Industry Asks Supreme Court to Invalidate California Law Regulating Treatment of Hogs Outside Its Borders

Industry Asks Supreme Court to Invalidate California Law Regulating Treatment of Hogs Outside Its Borders
A farmer walks through a hog pen on his farm in Polo, Ill., on Jan. 25, 2020. (Brendan Smialowski/AFP via Getty Images)
Matthew Vadum
9/29/2021
Updated:
9/30/2021

The pork industry is asking the Supreme Court to strike down a voter-approved law in California that would ban the sale of pork in the state from hogs raised anywhere in the world that fail to meet the state’s production standard requiring that each sow be given a specific amount of space, which exceeds industry norms.

California officials are drafting implementing regulations for the law, which supporters promoted as an animal welfare measure, that will take effect Jan. 1, 2022. To continue selling pork to the 40 million consumers who live in the state, which represents about 15 percent of the U.S. pork market, pork producers would have to switch to new sow housing systems at a cost in the billions of dollars, new expenses that will be borne by consumers through increased pork prices, according to the American Farm Bureau Federation.

“We’re asking the Supreme Court to consider the constitutionality of one state imposing regulations that reach far outside its borders and stifle interstate and international commerce,” National Pork Producers Council President Jen Sorenson said in a statement.

“In this case, arbitrary animal housing standards that lack any scientific, technical or agricultural basis and that will only inflict harm on U.S. hog farmers.”

California Proposition 12, the Farm Animal Confinement Initiative, appeared on the ballot in the Golden State on Nov. 6, 2018, as a proposed initiated state statute.

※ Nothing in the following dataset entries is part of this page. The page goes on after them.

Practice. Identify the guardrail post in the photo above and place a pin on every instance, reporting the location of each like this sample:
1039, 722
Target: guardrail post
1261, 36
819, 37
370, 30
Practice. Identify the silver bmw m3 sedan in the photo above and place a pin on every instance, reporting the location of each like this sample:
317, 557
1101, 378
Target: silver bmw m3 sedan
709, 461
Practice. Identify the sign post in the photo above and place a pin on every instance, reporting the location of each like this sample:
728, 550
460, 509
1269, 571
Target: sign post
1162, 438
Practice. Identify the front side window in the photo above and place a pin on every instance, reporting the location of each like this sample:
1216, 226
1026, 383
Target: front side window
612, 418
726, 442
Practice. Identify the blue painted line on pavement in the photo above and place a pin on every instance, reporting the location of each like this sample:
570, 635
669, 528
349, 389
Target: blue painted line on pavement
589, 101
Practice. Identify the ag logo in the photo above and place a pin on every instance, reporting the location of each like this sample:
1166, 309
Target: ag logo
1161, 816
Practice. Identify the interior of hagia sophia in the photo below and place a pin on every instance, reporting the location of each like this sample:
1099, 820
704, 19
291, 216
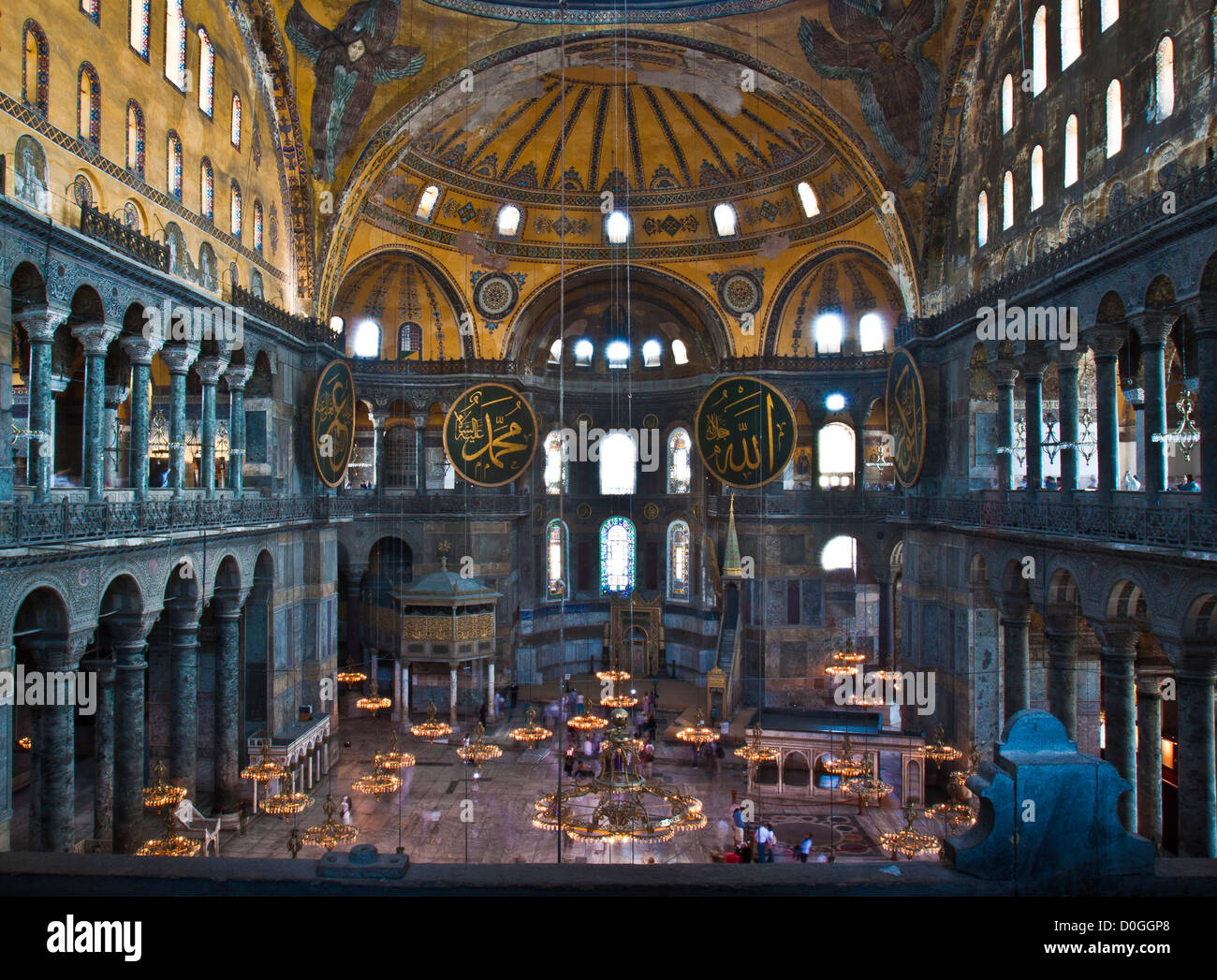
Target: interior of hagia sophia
777, 419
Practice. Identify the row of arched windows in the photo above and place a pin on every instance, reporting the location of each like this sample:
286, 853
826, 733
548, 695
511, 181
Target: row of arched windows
617, 559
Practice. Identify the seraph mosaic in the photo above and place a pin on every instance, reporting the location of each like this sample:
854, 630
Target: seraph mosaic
348, 62
876, 44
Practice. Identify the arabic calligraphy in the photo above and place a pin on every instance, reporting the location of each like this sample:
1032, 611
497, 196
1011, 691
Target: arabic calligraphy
490, 434
745, 431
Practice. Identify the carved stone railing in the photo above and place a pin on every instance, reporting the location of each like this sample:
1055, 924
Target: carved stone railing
126, 240
1180, 523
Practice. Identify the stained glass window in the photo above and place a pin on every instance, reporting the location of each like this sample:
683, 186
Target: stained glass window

The question was approved on a vote of 62.66 percent “yes” (7,551,434 votes) to 37.34 percent “no” (4,499,702 votes), according to Ballotpedia.

The initiative would “establish minimum space requirements based on square feet for calves raised for veal, breeding pigs, and egg-laying hens and ban the sale of (a) veal from calves, (b) pork from breeding pigs, and (c) eggs from hens when the animals are confined to areas below minimum square-feet requirements.”

The petition in the case, National Pork Producers Council v. Ross, court file 21-468, was filed with the Supreme Court on Sept. 27. The other petitioner is the American Farm Bureau Federation (AFBF). Karen Ross, a respondent, is secretary of the California Department of Food and Agriculture (CDFA). The other respondents are Dr. Tomás Aragón, director of the California Department of Public Health, and Rob Bonta, the state’s attorney general.

The appeal comes after the U.S. Court of Appeals for the 9th Circuit ruled against the petitioners in July, finding there was no violation of the Constitution and that the new law could lead to “dramatic upstream effects and ... pervasive changes to the pork industry nationwide.” The petitioners argue that the decision conflicts with other federal circuit court rulings.

Proposition 12 makes it both a criminal and civil violation to sell pork in the state “unless the pig it comes from was born to a sow—an adult female—that was housed with 24 square feet of space and in conditions that allow the sow to turn around freely without touching her enclosure,” according to the petition to the Supreme Court.

Almost no commercially bred sows in the United States are given 24 square feet of living space, “even those raised in group pens; and farmers almost universally keep sows in individual pens that do not comply with Proposition 12 during the period between weaning and confirmation of pregnancy, for animal health and business reasons.”

The petitioners argue that the Commerce Clause gives Congress the authority to regulate trade among the states and restricts states from regulating commerce outside their borders, except for public health and safety-related reasons.

“Small family farms well beyond California’s borders will be hit hardest as they are forced to make expensive and unnecessary changes to their operations,” said AFBF President Zippy Duvall in a statement.

Steve Lyle, director of public affairs for the California Department of Agriculture, when asked about the appeal to the Supreme Court, said, “We have no comment at this time.”